Privacy researchers push back on judge’s order to destroy NYPD public records

camillefassett

Reporter

Vincent Desjardins

Privacy researchers obtained documents about the New York City Police Department’s use of facial recognition technology through a public records lawsuit. Now, the NYPD claims some of the records were released inadvertently and is trying to claw them back.

A Manhattan judge ordered the records returned in April, and is preventing the Georgetown Center on Privacy and Technology researcher from referencing them — a dangerous order for freedom of information and publishing rights. The Center appealed the order on April 29.

Courts have generally held that court orders prohibiting the publishing of information are an unconstitutional violation of the First Amendment.

“The April 3 Order is an unconstitutional prior restraint on the Center's speech,” the appeal reads. “Although the Center is not prohibited from discussing the content of the returned records, it is permanently enjoined from referring to the source of that content. ‘Prior restraints on speech are the most serious and the least tolerable infringement on First Amendment rights, and any imposition of prior restraint, whatever the form, bears a heavy presumption against its constitutional validity.’”

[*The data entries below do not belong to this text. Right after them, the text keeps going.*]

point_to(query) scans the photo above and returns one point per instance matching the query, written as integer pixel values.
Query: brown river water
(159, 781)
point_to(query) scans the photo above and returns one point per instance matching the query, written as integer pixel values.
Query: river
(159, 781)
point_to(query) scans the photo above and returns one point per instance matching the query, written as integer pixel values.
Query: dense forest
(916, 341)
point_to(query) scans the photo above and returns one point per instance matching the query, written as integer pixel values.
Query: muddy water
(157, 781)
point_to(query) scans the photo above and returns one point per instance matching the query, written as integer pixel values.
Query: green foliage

NYPD initially claimed it had no records responsive to the original request, filed years ago by the Georgetown Center on Privacy and Technology. An ongoing lawsuit, though, has produced nearly 4,000 documents and revealed the agency’s widespread use of facial recognition technology — including that it is likely used in every NYPD arrest.

“The documents released through this lawsuit as a whole — around 3,700 so far — definitely have painted a much clearer picture of NYPD’s use of facial recognition than we had before,” Center Attorney Clare Garvie said.

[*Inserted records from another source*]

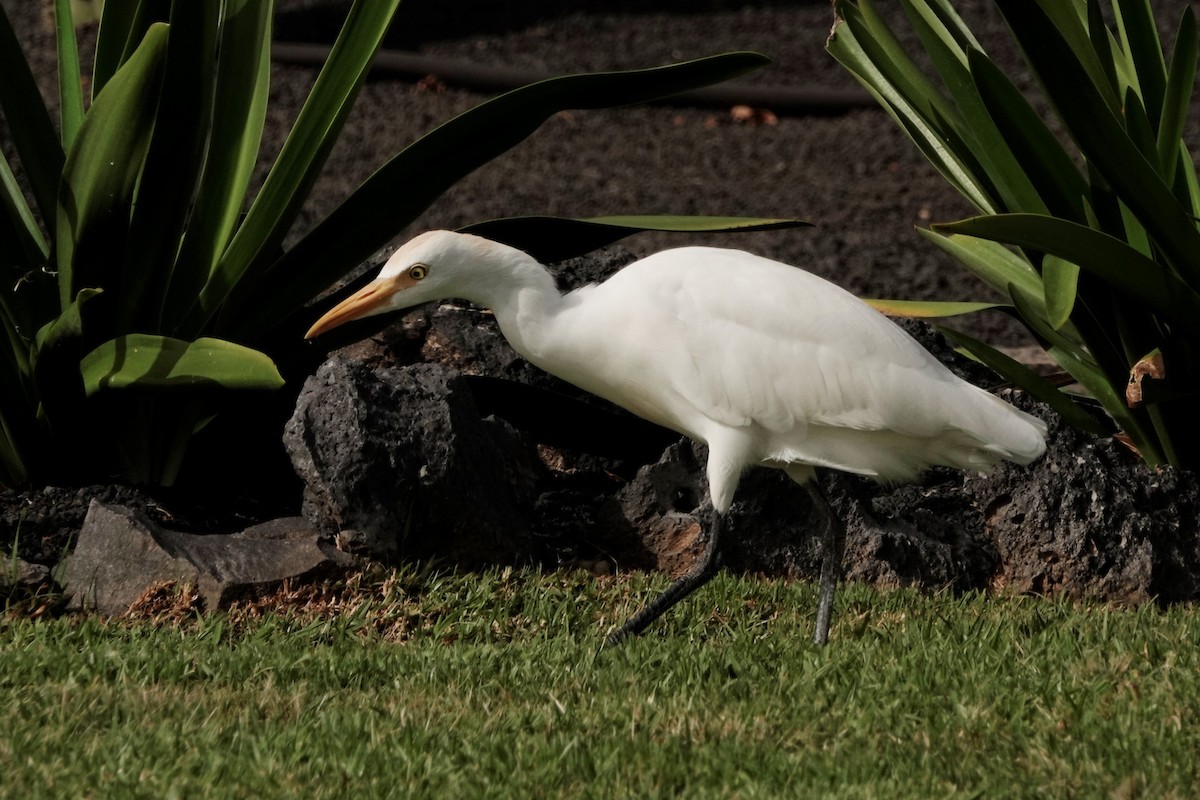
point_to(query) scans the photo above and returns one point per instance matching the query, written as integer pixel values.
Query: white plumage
(765, 362)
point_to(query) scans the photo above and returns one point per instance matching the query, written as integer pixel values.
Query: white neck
(526, 301)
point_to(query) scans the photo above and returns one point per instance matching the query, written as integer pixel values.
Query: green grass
(489, 685)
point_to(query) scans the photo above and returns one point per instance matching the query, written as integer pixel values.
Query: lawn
(427, 684)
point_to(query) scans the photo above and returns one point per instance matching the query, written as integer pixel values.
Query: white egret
(767, 364)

Garvie reviewed a new batch of documents from the suit last December, but 20 days later, the city informed her that numerous pages — around 150 total — were “confidential,” released only “inadvertently”, and must be destroyed. Eventually, that number was whittled down to around 12 pages the NYPD claims must be destroyed, and around 20 more that must be redacted.

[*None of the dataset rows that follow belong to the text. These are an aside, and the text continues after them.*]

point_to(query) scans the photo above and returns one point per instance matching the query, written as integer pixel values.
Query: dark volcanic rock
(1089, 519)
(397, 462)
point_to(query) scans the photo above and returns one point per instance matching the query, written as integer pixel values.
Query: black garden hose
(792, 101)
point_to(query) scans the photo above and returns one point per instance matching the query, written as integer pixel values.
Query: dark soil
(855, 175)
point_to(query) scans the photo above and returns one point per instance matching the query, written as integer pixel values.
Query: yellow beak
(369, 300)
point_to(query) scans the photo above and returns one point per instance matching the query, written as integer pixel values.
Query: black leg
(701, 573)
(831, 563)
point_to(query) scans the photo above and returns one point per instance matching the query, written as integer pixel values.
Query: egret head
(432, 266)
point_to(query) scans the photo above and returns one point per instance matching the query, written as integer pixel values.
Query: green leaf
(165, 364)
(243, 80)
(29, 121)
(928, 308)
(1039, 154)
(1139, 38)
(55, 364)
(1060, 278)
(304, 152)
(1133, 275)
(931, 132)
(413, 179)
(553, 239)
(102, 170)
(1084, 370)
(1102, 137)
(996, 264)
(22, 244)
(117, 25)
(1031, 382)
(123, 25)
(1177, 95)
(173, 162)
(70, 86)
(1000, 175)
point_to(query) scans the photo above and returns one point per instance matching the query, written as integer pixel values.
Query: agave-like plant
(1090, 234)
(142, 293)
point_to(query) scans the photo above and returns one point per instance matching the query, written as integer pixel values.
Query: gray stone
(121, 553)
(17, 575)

Under the judge’s order mandating the return of the documents, Garvie can speak about the information but cannot reference the documents.

“The court allowed us to discuss the information that resides in our brains,” she said. “This renders those pages essentially useless. It’s very hard from an academic and advocacy perspective to be able to use information that I cannot source.”

Any time a government agency orders documents that were obtained legally to be returned or destroyed is a threat to freedom of information and constitutional rights of reporters everywhere. Journalists and researchers rely on government records in their accountability and investigative work, and they should never face threats of legal action or gag orders for publishing or discussing information received legally.

NYPD is not the only law enforcement agency attempting to block the publication of released information.

In January, the California Attorney General’s office threatened two reporters with criminal charges if they did not destroy a list of police officers that were convicted of crimes, also obtained through a public records request. In that case, Attorney General Xavier Becerra’s office said that the documents were also released “inadvertently” and called the mere possession of the legally-obtained document a crime.

David Snyder, an attorney at the First Amendment Coalition, told Freedom of the Press Foundation in February that “...the Supreme Court has made clear that if a journalist or anyone else lawfully receives information, they are protected from civil liability for publishing it.”

Government agencies do occasionally release documents to journalists by mistake, but once they do, they generally have little legal recourse to get them back. In 2015, The New York Times obtained documents through a public records lawsuit against the National Security Agency. After releasing them, NSA informed The Times that one of the records had been released inadvertently and asked for it returned. The Times declined and published the document with redactions, which formed the basis for important reporting on the NSA’s mass domestic phone record collection program.

Aaron Mackey, an attorney at the Electronic Frontier Foundation, noted that it is not just government agencies that attempt to block the disclosure or spread of legally obtained information. Corporations all too frequently attempt to suppress information about themselves, such as when several companies sued a privacy activist in Seattle in 2016 after he received documents through a public records request.

“The bottom line is that any order that prohibits someone from discussing anything they've seen or obtained is unconstitutional, particularly if it is a blanket order preventing someone from speaking or publishing,” Mackey said.

It is the work of journalists and researchers to access and cite documents in their possession,  whether those documents are obtained through a public records request, a lawsuit, or the court record database PACER. A failure by a government agency to properly do its job redacting and releasing documents should not stop members of the public from doing their job reporting on them.